Hi Edward!
Yes, it is perfectly fine to use a loss that can become negative.
Your reasoning about this is correct.
To add a few words of explanation:
A smaller loss – algebraically less positive or algebraically more
negative – means (or should mean) better predictions. The
optimization step uses some version of gradient descent to make
your loss smaller. The overall level of the loss doesn’t matter as
far as the optimization goes.
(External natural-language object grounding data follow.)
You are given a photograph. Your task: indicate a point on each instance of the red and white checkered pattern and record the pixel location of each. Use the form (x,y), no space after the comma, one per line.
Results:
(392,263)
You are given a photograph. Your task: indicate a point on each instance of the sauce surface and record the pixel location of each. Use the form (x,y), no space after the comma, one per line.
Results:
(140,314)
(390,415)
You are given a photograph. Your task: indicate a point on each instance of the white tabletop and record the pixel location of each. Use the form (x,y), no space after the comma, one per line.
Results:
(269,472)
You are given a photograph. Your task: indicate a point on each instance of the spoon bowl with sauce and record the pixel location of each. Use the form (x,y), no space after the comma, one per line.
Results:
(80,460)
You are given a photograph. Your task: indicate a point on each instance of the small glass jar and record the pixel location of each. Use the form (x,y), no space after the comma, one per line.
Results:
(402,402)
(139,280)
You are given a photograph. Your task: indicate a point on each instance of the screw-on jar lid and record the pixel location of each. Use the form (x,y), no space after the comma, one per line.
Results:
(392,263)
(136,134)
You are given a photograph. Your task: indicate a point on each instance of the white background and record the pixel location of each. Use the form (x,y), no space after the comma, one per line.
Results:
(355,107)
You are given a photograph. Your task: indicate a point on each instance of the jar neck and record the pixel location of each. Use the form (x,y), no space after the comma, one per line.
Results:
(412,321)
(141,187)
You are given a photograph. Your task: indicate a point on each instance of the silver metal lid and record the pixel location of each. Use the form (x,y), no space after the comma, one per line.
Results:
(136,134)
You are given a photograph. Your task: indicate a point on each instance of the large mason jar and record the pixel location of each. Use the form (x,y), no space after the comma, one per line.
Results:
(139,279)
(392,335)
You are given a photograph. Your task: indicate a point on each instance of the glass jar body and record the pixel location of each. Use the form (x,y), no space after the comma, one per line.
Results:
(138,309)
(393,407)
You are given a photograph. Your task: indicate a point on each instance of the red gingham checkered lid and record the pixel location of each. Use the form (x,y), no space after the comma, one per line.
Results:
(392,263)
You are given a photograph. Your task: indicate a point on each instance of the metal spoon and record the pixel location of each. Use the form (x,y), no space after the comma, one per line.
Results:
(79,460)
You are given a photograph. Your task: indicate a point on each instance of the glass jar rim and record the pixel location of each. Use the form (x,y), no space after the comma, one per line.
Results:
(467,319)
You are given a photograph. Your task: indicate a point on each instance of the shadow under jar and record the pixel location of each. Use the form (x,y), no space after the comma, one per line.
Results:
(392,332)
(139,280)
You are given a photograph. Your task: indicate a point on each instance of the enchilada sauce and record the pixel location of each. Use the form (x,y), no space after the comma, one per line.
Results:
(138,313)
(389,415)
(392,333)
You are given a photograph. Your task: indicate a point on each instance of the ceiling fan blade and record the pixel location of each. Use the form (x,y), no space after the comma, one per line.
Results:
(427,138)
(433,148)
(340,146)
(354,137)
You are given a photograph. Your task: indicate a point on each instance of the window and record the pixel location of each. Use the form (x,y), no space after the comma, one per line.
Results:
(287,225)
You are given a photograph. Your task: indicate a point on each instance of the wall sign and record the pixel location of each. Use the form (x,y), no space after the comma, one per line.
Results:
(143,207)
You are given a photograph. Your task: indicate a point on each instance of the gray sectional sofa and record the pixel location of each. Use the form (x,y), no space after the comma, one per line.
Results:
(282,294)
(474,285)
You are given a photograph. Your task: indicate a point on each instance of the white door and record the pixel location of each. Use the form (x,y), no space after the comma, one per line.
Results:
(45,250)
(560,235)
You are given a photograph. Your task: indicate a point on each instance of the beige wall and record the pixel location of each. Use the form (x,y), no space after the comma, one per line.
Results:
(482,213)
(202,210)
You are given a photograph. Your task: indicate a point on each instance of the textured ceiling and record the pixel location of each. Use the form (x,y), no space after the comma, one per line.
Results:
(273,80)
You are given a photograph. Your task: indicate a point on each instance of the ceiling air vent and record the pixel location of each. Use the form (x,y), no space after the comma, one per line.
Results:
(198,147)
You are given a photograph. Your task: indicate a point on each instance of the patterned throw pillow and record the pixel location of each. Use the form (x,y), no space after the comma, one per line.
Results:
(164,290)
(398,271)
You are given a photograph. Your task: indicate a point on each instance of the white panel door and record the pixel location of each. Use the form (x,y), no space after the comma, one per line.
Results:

The gradient tells the optimizer how
to change the model parameters to reduce the loss, and it doesn’t
care about the overall level of the loss.
When gradient descent drives the loss to a minimum, the gradient
becomes zero (although it can be zero at places other than a
minimum). (Also, when the gradient is zero, plain-vanilla gradient
descent stops changing the parameters.)
It is true that several common loss functions are non-negative, and
become zero precisely when the predictions are “perfect.” Examples
include MSELoss
and CrossEntropyLoss
. But this is by no means
a requirement.
Consider, for example, optimizing with lossA = MSELoss
. Now
imagine optimizing with lossB = lossA - 17.2
. The 17.2
doesn’t
really change anything at all. It is true that “perfect” predictions
will yield lossB = -17.2
rather than zero. (lossA
will, of course,
be zero for “perfect” predictions.) But who cares?
Best.
K. Frank